Targeting Esophageal Squamous Cell Carcinoma by Combining Copper Ionophore Disulfiram and JMJD3/UTX Inhibitor GSK J4

Round 1

Reviewer 1 Report

Comments and Suggestions for Authors

The manuscript presented by Yang and colleagues analyzes the effect of the combination of disulfiram (DSF) with the JMJD3/UTX inhibitor GSK J4 in various esophageal squamous cell carcinoma (ESCC) cell lines and in murine models. Through various experimental approaches, including Western blot, RT-qPCR, proteomics as well as in vivo animal models, the authors demonstrate that the combination of these two drugs has a synergistic effect in significantly reducing the aggressiveness of ECC cells and tumor growth in vivo.

Overall, the experimental design is appropriate for demonstrating the authors' hypotheses, and I really appreciate the use of in vitro, in vivo and the patients’ correlation studies. However, the manuscript requires some revisions before proceeding with publication.

Major concerns:

1.       The assessment of the potential synergistic effect of the two molecules, as well as the identification of the IC50 of the molecules, was conducted on the ESCC cells following 48 hours of incubation with the drugs. In contrast, the evaluation of the potential induction of apoptosis was analyzed upon 12 hours of cell incubation (TE-10 and KYSE410) with the drugs by the Annexin V/PI assay (page 10, line 349). How do the authors correlate the effects of apoptosis observed after only 12 hours of cell exposure to the drugs with their combination following 48 hours of drug exposure? Does the drug's effect manifest within the first 12 hours of exposure and not continue, or could the percentage of apoptotic/necrotic cells significantly increase with longer incubation times? Indeed, the IC50 of CuET evaluated after 48 hours is approximately 0.6 μM (Figure 1A), while in this experiment, following a 12-hour incubation with the drug, they show a maximum of 13% of cell death (apoptosis plus necrosis).

2.       Figure 3C/D. The same issue raised in point 1 also applies to the evaluation of the cell cycle. Furthermore, it would be useful to analyze the cell cycle in the ESCC cells subjected to combined treatment with the drugs to verify the hypothesis that suggested by the authors on the possible mechanism behind the observed synergistic effect of the two drugs on the cells.

3.       The same issue is raised for the proteomic analyses.

4.       In the graphical abstract, the authors depict the ubiquitination process of proteins and the proteasome, but neither of these two elements is ever discussed in the text. It would be appropriate to introduce a description of the role of the protein ubiquitination process and the proteasome in the context of ESCC.

Minor concerns:

1.       It would be interesting if the authors could also include a summary table of the 2149 screened molecules.

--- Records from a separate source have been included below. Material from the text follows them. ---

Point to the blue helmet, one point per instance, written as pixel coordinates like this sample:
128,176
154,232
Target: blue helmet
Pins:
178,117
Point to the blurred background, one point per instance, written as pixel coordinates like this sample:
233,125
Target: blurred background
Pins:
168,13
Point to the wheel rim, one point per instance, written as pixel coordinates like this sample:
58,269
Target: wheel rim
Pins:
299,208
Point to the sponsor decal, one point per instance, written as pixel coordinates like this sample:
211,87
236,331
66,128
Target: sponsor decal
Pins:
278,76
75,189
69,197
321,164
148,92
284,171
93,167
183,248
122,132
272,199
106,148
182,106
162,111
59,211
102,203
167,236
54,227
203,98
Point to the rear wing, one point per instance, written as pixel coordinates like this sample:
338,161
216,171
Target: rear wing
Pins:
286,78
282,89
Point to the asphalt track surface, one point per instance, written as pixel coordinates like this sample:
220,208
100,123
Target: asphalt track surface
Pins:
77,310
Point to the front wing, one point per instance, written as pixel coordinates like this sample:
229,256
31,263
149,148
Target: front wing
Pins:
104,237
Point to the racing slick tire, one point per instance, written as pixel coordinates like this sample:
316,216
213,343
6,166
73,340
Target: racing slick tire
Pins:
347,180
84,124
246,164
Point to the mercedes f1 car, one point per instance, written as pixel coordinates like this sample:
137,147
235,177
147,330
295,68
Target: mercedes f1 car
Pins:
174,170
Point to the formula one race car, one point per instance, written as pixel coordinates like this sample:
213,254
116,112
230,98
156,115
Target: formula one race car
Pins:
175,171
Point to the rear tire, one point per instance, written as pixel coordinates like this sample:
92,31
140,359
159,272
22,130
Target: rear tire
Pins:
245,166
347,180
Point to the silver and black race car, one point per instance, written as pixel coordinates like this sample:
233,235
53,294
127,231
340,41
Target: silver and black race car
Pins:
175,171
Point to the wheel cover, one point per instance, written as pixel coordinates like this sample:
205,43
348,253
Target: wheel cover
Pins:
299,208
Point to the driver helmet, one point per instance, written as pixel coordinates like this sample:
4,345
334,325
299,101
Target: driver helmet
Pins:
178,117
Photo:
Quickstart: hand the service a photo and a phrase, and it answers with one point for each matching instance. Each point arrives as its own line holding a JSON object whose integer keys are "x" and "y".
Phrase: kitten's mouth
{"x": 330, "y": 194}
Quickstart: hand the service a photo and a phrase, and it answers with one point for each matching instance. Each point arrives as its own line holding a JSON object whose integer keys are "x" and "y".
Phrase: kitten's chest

2.       Please increase the font size in the graphs to make the figures more easily readable.

3.       Figure 2A. Why did the authors present the Real Time-qPCR data as delta Ct? In the materials and methods, they stated that they used the normalization method that involves the application of the 2^-ΔΔCT formula. Therefore, the y-axis label in Figure 2A and B is not correct.

4.       Figure 2C. The scale on the Y-axis is quite unusual; it interrupts at the value of 1 and then resumes with the value of 1. It also interrupts at the value of 5 and then resumes with the value of 5. Please adjust the axis labels to specify what they refer to (mRNA).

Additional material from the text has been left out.